Water Hammer, Defined
According to PlumbingMart.com, “Water hammer can be a big thump that shakes the house, or a series of banging noises starting with a loud bang followed by several “echoes”. Rapidly closing or opening a valve causes pressure [transitions] in pipelines. If the noise occurs when you open a valve or a faucet, it is probably air in the pipes. If it occurs when a valve closes or the washer changes cycles, it is probably water hammer. If it occurs when a pump starts, it could be water hammer, air in the pipes, or both. Although opening valves can sometimes create water hammer, this typically only occurs with valves larger than 3″ in size, and even then it is reasonably rare.
Water hammer is a complicated problem-solving matter. If you suspect your pipe noises are caused by water hammer, Allied recommends contacting a professional plumber.
Air in the Pipes – Much Easier to Fix
In our case, we’re fairly certain the issue is air in the pipes (a.k.a. air hammer)– more of an older home annoyance than a true plumbing issue. eHow.com offers a potentially easily accomplished fix:
1. Turn on every faucet in the home, including the often-overlooked non-traditional faucets such as washing machines, dishwashers, outside faucets, and the spare shower in the basement or garage.

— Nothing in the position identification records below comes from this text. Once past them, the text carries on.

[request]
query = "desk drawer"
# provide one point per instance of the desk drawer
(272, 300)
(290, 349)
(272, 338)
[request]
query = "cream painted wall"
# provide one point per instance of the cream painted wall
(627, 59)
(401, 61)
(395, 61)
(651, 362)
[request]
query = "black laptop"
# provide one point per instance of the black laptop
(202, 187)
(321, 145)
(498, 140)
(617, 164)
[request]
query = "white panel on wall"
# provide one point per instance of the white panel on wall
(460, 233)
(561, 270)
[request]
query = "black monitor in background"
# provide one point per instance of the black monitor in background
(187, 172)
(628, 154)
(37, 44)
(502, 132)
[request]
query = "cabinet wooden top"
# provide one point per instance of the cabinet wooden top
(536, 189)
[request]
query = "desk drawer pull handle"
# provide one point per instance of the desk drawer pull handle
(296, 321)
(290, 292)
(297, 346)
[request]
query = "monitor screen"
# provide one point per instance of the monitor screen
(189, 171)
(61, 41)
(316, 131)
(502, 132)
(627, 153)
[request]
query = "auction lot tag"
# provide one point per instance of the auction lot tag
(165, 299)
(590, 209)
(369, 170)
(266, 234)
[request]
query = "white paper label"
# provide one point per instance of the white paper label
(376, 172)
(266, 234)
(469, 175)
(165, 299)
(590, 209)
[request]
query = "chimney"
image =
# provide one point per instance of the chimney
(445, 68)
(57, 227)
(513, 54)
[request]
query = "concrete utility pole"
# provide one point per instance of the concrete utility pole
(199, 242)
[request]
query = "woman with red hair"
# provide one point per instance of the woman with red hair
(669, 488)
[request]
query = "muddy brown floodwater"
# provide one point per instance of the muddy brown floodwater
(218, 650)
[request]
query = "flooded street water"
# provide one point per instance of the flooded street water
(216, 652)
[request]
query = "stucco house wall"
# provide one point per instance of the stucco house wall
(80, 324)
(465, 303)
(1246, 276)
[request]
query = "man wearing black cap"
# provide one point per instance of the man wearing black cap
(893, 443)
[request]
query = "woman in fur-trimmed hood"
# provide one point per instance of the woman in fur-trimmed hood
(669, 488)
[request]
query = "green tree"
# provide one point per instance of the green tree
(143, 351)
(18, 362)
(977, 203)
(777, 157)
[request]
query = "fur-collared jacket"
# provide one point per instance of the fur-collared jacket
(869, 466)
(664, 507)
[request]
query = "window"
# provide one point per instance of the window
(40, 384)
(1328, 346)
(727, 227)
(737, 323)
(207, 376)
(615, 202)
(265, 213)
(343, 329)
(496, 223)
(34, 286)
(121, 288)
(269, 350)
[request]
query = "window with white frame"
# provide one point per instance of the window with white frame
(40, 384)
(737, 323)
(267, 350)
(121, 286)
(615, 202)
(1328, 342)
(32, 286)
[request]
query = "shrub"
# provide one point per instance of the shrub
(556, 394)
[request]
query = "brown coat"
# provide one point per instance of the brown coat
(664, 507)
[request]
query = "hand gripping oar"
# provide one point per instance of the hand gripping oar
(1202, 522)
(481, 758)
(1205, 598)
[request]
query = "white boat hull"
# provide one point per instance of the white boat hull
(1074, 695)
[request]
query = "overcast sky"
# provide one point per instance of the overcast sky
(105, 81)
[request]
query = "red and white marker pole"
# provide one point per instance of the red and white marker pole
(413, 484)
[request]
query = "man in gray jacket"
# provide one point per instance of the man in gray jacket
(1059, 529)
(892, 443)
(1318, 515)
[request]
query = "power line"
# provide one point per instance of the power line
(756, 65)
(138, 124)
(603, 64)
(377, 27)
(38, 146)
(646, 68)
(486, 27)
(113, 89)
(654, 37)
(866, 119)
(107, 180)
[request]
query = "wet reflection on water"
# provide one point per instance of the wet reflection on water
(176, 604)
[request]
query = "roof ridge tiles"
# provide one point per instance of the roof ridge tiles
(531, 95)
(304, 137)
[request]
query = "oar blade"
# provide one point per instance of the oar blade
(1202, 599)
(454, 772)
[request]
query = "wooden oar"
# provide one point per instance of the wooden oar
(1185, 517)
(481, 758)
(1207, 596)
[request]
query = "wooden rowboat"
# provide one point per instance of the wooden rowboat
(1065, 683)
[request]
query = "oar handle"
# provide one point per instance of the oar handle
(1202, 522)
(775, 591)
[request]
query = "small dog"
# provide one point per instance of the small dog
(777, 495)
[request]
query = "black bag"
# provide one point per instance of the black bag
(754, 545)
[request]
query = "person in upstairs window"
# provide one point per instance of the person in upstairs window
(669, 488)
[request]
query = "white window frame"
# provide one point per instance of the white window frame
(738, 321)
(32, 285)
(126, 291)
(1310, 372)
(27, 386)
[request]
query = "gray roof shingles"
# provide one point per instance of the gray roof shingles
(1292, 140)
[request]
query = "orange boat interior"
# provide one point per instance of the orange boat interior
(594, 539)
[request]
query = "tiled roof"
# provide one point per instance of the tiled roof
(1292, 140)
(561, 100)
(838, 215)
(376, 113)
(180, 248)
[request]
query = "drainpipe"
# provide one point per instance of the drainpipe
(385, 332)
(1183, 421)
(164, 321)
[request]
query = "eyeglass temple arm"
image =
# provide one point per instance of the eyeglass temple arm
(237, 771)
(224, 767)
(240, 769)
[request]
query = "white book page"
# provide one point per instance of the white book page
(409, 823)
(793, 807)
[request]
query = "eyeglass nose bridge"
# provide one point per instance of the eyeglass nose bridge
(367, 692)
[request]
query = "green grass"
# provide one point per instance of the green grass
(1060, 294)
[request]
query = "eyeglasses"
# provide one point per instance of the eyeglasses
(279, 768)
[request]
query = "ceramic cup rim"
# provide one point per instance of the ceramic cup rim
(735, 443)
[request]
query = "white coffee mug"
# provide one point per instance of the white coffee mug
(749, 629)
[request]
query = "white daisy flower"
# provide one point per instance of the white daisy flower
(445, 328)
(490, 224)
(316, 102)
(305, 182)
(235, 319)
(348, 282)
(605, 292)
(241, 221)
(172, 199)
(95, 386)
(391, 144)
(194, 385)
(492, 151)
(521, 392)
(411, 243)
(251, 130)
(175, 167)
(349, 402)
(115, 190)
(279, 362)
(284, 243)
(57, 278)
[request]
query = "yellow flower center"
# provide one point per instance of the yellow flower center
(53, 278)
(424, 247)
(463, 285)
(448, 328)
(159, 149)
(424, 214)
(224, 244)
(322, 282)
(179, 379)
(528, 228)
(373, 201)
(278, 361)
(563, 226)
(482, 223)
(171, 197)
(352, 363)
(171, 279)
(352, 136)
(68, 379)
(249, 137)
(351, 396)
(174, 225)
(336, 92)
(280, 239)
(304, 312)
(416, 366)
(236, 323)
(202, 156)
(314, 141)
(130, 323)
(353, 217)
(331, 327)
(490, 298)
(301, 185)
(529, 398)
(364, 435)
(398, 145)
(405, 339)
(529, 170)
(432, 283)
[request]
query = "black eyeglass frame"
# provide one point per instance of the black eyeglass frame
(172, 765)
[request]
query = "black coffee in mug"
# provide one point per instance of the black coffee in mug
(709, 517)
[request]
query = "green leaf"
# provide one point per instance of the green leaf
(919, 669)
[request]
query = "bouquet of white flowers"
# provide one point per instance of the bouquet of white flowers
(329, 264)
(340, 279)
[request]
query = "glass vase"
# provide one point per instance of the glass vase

2. Flush all toilets a few times, allowing the water to rush through those pipes as well.
3. Listen for water bubbles to pass through the faucets. This may sound like hissing, sputtering, or popping.
4.Run the water a few minutes more, allowing plenty of water to flush through the pipes once all sounds of air passing through has ceased.
5. Starting with the faucets on the lowest level of your home, turn off each one. Move upward throughout the house until all faucets have been turned off.
Other Potential Noise Makers
Kitchen faucets are notorious for clunking noises, especially if a kitchen sprayer is attached. Similar to the tub/shower issue, when water is diverted from the faucet to the sprayer, you may hear (and feel) a solid “clunk.” A popular suggestion on the internet for fixing is to turn the water on full blast, work the spray nozzle lever off and on quickly for two or three minutes (as fast as possible) to dislodge the air bubble.
Noisy pipes may also be caused by loose washers, pipes touching each other or hard surface, or the energy saving nipples that screw in the top of the water heater, which contain a ball acts as a check valve.